Scrivendo di te ora, a distanza di anni, ritornano in me molti dolci memorie, che sento a volte struggenti, ma che mi hanno reso sicuro di una cosa. Forse è vero che il tuo ricordo si era assopito nel tempo, ma so ora che mai veramente ti ho dimenticata. Ritrovando le tue foto è ritornato intenso il desiderio ti sentirti vicino, come allora, desidero guardare lo splendore dei tuoi occhi scuri e le tue labbra disegnate con quel rossetto violaceo che tanto ti si addiceva. Sento oggi, come lo era ieri, i palpiti e i desideri di quell’amore carnale, che tanto ti rendeva regale. Era pura lussuria che ti distingueva, forse come un marchio di valore perché era il tuo ed apparteneva in quel modo unicamente a te, che sapevi amministrare con bravura a coloro con cui volevi partecipassero al tuo connubio d’amore. Dimmi come umanamente sia possibile poterti dimenticare? Ti sento più che mai accanto a me e, credimi, riaccendi in me il desiderio di averti, come allora, sentire nuovamente il tuo corpo vibrare, sussultare, gioire…mentre ricevevi e donavi amplessi che mai potrò scordare.

Purtroppo, nel mio peregrinare da luogo a luogo, ho perso nel tempo tutti i contatti con te. Cercai, ma senza riuscire. Mai ti trovai nuovamente. Ora è solo ricordo. Ma spero che un giorno troverai questo mio scritto che navigherà per te a lungo nell’etere e apparirà on line. Fammi sapere se questo miracolo avviene, dammi tue notizie e te ne sarò grato.

~*~

Quanto leggete qui in questo frontespizio è importante per comprendere l’enorme differenza di pensiero e di costumi che esiste in questo paese che vado a presentarvi, rispetto a quello che voi lettori Italiani siete usati vivere nella vostra vita quotidiana.
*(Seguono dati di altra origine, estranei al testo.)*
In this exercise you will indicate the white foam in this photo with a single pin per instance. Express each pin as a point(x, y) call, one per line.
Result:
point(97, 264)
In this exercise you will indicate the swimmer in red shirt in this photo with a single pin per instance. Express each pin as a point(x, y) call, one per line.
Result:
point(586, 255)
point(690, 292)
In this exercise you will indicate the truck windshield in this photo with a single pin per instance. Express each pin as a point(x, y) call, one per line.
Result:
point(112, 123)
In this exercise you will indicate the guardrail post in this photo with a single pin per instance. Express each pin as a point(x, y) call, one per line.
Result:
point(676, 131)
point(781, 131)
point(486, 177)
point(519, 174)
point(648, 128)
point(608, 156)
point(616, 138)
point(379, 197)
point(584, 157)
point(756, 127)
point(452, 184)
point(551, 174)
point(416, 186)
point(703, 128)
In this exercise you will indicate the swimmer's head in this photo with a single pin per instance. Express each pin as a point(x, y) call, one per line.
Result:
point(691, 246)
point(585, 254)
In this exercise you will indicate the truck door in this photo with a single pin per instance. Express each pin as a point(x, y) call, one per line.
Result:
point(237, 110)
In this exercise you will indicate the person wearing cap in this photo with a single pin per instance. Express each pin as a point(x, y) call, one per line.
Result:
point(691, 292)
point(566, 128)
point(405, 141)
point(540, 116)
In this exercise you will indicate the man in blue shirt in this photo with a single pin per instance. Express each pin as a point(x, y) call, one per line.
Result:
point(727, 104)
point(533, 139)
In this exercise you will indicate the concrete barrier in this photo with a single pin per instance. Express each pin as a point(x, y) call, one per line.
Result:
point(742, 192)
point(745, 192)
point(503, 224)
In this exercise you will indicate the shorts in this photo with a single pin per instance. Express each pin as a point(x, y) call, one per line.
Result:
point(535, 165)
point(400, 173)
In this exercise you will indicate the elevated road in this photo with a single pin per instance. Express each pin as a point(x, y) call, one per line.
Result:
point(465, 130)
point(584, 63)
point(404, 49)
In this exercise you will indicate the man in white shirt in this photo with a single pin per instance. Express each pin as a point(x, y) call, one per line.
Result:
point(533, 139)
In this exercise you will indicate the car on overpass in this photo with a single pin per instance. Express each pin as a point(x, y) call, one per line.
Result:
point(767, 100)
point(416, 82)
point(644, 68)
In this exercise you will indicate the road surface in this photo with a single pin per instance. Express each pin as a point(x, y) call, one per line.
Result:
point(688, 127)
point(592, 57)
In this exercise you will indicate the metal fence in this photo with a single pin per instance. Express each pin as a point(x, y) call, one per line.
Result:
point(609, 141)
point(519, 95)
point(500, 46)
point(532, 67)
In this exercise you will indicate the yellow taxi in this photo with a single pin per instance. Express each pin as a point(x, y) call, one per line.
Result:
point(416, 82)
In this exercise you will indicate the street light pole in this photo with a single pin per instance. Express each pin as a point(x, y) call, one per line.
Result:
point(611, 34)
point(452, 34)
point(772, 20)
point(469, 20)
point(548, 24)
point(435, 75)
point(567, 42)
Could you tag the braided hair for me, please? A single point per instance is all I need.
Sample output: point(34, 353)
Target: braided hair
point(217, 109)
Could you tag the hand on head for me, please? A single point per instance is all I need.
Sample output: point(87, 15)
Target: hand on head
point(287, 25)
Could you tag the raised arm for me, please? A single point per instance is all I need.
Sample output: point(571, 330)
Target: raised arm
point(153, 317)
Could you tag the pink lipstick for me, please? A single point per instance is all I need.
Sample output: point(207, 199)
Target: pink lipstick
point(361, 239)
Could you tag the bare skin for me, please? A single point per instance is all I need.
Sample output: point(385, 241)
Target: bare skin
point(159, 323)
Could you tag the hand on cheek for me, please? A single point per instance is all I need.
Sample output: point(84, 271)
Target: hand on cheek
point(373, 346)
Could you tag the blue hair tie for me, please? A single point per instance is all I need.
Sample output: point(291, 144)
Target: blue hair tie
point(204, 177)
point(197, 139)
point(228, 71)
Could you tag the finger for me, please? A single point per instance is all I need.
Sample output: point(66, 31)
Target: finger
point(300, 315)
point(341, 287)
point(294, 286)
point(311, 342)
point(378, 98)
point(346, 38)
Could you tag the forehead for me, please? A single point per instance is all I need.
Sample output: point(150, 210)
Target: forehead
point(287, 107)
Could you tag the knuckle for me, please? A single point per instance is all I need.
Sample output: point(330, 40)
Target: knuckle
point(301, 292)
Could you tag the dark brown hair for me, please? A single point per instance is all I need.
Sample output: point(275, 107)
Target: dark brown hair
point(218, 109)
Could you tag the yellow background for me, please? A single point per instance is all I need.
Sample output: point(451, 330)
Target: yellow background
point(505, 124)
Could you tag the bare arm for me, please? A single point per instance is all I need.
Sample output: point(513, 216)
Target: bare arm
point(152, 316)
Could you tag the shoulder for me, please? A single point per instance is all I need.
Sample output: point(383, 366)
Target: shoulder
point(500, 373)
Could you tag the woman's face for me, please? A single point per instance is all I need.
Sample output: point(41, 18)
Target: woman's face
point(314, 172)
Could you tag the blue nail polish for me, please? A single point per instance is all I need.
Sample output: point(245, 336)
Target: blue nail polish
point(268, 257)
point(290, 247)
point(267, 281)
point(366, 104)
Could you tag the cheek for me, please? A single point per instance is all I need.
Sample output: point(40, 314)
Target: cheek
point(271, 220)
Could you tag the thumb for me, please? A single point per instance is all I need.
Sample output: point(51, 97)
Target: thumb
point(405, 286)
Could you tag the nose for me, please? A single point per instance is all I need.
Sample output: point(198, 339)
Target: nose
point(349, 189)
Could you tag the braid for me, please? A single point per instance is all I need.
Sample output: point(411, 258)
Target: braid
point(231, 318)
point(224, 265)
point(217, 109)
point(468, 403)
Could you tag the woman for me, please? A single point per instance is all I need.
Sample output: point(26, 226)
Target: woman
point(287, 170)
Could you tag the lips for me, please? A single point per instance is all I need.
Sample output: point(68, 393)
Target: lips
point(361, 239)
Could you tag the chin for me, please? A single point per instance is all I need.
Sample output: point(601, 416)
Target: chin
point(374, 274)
Penso che senza conoscere queste cose basilari in cui vi introduco mai potrete apprezzare la storia che andrò a narrarvi.

~ * ~

L’Indonesia eformata da un interminabile collana di isole, grandi e piccole che sono sparse nell’immensità dell’Oceano Indiano, che scorrono come una lunga linea che attraversa l’equatore ed inizia in East Timor (Nuova Guinea), immediatamente al di sopra del territorio Australiano, e che si allunga per migliaia di kilometri verso nord-west sino a raggiungere i confini della Tailandia. Questo è un paese vastamente popolato, che si trova nella regione Equatoriale con immense foreste fitte e primitive, e presenta contrasti enormi, di vita, abitudini, cultura e educazione. Questo paese ha pure la sua jungla di asfalto, nel nucleo della capitale Jakarta, con oltre 8 Milioni di abitanti, e trova poco al di fuori della periferia urbana la vera jungla di fitte foreste tropicali con alberi pregiati di teak e rasamal, mescolati a banani e mangoes, ma non dobbiamo dimenticare la parte migliore formata  dalle sue superbe orchidee che trovano vita attraccate alle giunture dei rami alti della foresta. La fauna e ricca in questo naturale “Habitat” che da vita ad una larga varietà di scimmie, rinoceronti aventi un unico corno, tigri, volpi, e cinghiali i quali spadroneggiano in quel loro regno creato nell’immensa foresta tropicale.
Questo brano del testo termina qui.